Data is power, assuming you know how to use it. The organizations that will be most successful over the next decade are those that recognize this simple fact. The advantage provided by data that has been transformed into useful information is undeniable: information derived from measurement data can be used to drive differentiation, optimization, and innovation. The future's biggest data challenge lies in effectively managing acquired data to give context to what is otherwise just a series of numbers across thousands of files. Instrumentation hardware vendors have accelerated data collection rates so quickly and enabled engineers and scientists to break through data rate and resolution-barriers so rapidly that today, data is coming in at a truly blistering pace. Unfortunately, the same can't be said for the rate of education on proper data storage, management and post-processing techniques. As a result, many organizations have been forced to devise their own schemes for data storage and management since they've effectively been left to their own accord. As a further consequence, many groups within the same organizational entity have adopted conflicting data strategies; this fractured outcome makes it nearly impossible to yield efficiency gains from data collaboration and knowledge sharing.

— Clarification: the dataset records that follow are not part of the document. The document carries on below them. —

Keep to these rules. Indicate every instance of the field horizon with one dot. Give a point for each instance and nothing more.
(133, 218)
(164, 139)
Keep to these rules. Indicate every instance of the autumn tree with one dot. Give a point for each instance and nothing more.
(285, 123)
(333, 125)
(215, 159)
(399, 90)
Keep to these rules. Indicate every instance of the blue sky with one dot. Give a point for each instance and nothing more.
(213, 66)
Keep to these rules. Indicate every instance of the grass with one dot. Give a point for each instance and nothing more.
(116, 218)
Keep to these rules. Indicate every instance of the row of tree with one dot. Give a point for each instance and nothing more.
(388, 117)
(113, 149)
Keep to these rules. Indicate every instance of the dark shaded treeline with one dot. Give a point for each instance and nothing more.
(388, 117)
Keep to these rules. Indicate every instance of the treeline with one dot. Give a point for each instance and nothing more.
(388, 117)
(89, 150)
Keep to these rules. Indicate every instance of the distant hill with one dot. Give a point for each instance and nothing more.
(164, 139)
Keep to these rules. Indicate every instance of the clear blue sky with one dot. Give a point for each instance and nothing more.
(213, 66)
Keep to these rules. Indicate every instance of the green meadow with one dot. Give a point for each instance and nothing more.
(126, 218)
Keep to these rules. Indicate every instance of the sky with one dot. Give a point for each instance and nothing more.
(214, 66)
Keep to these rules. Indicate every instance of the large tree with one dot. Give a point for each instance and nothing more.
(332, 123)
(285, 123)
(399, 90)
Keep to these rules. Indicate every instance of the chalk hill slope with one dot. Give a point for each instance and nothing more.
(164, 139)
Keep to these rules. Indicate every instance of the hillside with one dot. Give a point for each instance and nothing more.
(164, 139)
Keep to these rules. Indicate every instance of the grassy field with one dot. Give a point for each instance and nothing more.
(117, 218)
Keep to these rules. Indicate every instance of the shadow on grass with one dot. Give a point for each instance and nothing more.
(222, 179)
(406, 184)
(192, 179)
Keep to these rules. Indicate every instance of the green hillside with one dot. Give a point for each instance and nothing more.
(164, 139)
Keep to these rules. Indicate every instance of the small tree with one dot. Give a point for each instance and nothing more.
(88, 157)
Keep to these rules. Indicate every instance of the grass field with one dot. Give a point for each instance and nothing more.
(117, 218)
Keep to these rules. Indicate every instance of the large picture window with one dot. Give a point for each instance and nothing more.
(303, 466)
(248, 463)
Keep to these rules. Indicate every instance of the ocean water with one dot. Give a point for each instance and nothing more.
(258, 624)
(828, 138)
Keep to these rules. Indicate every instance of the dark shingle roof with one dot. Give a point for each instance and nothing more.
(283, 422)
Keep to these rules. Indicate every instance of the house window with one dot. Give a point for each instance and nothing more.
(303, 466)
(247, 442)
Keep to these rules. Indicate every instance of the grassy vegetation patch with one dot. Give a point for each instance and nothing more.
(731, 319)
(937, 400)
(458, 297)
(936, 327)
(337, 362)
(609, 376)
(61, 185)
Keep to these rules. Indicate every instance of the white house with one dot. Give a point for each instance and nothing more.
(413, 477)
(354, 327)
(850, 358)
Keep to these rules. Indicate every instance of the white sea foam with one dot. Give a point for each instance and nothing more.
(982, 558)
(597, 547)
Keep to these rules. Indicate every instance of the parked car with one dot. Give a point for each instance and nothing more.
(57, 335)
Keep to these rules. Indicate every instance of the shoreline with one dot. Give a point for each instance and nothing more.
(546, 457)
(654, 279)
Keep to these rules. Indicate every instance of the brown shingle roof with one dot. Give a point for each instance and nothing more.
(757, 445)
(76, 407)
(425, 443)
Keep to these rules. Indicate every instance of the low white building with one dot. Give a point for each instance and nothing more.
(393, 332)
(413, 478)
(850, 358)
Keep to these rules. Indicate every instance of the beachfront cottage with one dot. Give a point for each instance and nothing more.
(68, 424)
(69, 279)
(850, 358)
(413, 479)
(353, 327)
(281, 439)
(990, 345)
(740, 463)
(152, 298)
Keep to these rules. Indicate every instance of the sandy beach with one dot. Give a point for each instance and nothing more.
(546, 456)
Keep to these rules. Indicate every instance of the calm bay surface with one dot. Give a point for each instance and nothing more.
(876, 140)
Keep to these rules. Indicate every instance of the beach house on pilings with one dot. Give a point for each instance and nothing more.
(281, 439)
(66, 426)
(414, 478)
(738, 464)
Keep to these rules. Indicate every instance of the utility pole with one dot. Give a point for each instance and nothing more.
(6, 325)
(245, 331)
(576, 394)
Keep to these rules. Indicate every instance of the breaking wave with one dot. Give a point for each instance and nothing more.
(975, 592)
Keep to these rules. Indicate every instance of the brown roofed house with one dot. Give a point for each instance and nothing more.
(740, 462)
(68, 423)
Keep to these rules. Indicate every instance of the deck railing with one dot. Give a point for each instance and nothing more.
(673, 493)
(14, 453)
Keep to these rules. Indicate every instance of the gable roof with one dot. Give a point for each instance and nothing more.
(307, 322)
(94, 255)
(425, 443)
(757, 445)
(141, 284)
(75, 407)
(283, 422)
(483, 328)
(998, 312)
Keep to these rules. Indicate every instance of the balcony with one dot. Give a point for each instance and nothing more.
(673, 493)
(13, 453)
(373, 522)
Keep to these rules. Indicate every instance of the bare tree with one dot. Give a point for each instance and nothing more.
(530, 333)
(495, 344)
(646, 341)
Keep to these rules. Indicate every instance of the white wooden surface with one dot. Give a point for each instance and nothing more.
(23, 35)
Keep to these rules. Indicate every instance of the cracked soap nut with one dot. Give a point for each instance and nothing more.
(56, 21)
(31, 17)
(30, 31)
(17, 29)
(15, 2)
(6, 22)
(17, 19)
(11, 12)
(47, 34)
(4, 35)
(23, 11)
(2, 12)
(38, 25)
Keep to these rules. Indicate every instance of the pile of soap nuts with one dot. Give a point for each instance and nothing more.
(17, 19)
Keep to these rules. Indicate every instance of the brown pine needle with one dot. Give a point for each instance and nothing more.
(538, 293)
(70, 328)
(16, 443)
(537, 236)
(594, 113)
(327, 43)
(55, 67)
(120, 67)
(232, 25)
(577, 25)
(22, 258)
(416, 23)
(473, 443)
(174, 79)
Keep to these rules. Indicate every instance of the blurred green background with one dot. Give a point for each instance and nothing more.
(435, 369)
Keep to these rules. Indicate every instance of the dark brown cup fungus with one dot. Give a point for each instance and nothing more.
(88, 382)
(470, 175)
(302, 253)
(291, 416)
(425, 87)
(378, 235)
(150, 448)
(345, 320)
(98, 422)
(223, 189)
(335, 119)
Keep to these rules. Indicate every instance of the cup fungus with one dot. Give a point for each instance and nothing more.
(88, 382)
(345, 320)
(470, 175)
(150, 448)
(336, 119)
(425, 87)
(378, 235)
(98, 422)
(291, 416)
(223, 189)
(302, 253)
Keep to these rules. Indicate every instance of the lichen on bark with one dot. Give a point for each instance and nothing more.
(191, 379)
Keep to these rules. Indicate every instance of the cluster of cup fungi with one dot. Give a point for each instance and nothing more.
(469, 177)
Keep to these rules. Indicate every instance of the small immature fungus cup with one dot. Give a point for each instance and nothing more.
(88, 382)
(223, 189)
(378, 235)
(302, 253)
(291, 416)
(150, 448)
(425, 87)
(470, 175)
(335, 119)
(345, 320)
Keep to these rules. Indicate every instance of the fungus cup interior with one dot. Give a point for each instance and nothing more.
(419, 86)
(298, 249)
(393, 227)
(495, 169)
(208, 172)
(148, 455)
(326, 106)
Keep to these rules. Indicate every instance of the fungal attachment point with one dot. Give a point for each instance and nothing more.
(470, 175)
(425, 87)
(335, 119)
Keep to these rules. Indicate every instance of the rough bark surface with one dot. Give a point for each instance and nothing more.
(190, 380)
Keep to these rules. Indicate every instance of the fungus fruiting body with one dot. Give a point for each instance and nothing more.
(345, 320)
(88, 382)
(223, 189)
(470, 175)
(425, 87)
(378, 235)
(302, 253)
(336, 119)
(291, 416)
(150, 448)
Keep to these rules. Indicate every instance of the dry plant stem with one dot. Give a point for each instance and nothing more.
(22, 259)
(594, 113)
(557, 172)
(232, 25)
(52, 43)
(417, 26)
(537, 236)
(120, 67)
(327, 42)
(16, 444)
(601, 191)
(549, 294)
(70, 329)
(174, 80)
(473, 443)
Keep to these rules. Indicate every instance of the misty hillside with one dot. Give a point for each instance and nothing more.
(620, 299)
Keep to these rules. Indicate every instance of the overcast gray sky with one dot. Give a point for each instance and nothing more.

After a brief introduction to the significance of data in the world today and the challenges that engineers and scientists currently face, this presentation will educate the audience on several technologies and techniques that provide a more modular, scalable approach to data management and yield the following benefits: Acquired data will gain context: descriptive information stored throughout the data acquisition and processing life cycle makes data traceable, trackable, usable, and logical to store. Acquired data will be searchable: data mining makes it easy to locate the data that you need, when you need it. Acquired data will be easier to process: from analysis to reporting, data management reduces the many roadblocks in data processing, particularly as data sets grow in size.